The Corner

Obamacare Has ‘Nothing to Do with the Budget’?

I’m honestly at a loss as to where one might start with President Obama’s healthcare speech earlier. It was so utterly mendacious and cynical as to inspire awe. Perhaps one should begin with the outrageous claim that healthcare is an American “right,” which is not only untrue but was bizarrely allied with the insistence that, before Obamacare came along, health insurance had been reserved to the “privileged few” (also know as 90 percent of the country)? Perhaps one should start with that lawyerly language in which the the president insisted that premiums would be “lower than expected,” an irrelevant, vague and misleading metric that conveniently ignores his specific promise that costs would either go down or stay the same for absolutely everyone?

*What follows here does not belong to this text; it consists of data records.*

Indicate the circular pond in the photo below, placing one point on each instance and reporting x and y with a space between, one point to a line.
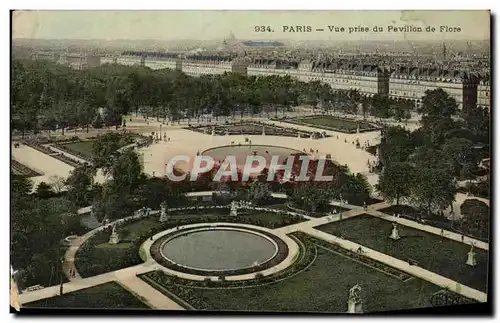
219 249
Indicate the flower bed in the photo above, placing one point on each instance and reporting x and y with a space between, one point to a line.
279 257
177 286
254 128
72 151
24 170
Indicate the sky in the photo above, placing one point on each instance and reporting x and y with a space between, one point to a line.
212 25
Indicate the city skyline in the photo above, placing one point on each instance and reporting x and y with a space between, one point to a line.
212 25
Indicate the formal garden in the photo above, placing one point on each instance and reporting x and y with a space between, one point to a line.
22 170
432 252
320 286
474 222
332 123
105 296
97 256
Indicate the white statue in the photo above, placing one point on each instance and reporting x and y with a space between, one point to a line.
355 303
163 212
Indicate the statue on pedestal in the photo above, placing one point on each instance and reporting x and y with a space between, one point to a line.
114 238
355 303
471 256
395 232
234 209
163 212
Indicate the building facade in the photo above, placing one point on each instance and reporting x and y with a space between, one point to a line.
405 83
483 94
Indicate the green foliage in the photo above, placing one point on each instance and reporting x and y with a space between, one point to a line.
311 198
397 181
105 296
79 183
396 145
44 190
38 226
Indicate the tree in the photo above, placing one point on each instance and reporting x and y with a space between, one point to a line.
311 198
476 217
437 103
105 150
58 183
37 231
460 153
126 172
396 181
396 145
79 183
113 206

Maybe one should start with the peculiar claim that “there’s no widespread evidence that the Affordable Care Act is hurting jobs”? Or, perhaps, with the president’s singling out of a silly and fringe HuffPo piece that compared the law to The Fugitive Slave Act, which was pulled from obscurity and launched into the mainstream in order to tar all conservatives as extremists and racists?

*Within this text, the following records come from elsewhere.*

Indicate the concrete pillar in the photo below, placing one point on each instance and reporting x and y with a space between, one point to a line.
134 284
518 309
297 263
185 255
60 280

These were all astonishing and infurating in equal measure. But they paled in comparison to the dishonesty of the president’s central claim, which was that the attempt to link defunding to the debt-ceiling fight is illegitimate because Obamacare has “nothing to do with the budget.” I struggle to imagine how the president could have kept a straight face when he said this. This is a law, remember, that was crowbarred through Congress with the questionable use of reconciliation, a parliamentary procedure that is reserved exclusively for budgetary matters; a law that was sold as a deficit-reduction measure; a law that contains a significant spending component, including a 5-10 percent increase in the size of the federal budget; and, alas, a law that boasts a central mandate that was upheld (rewritten) by the Supreme Court as a tax, thus ensuring that any changes to the penalties must be approved by the House. “Nothing to do with the budget”? This is what we call a lie, Watson.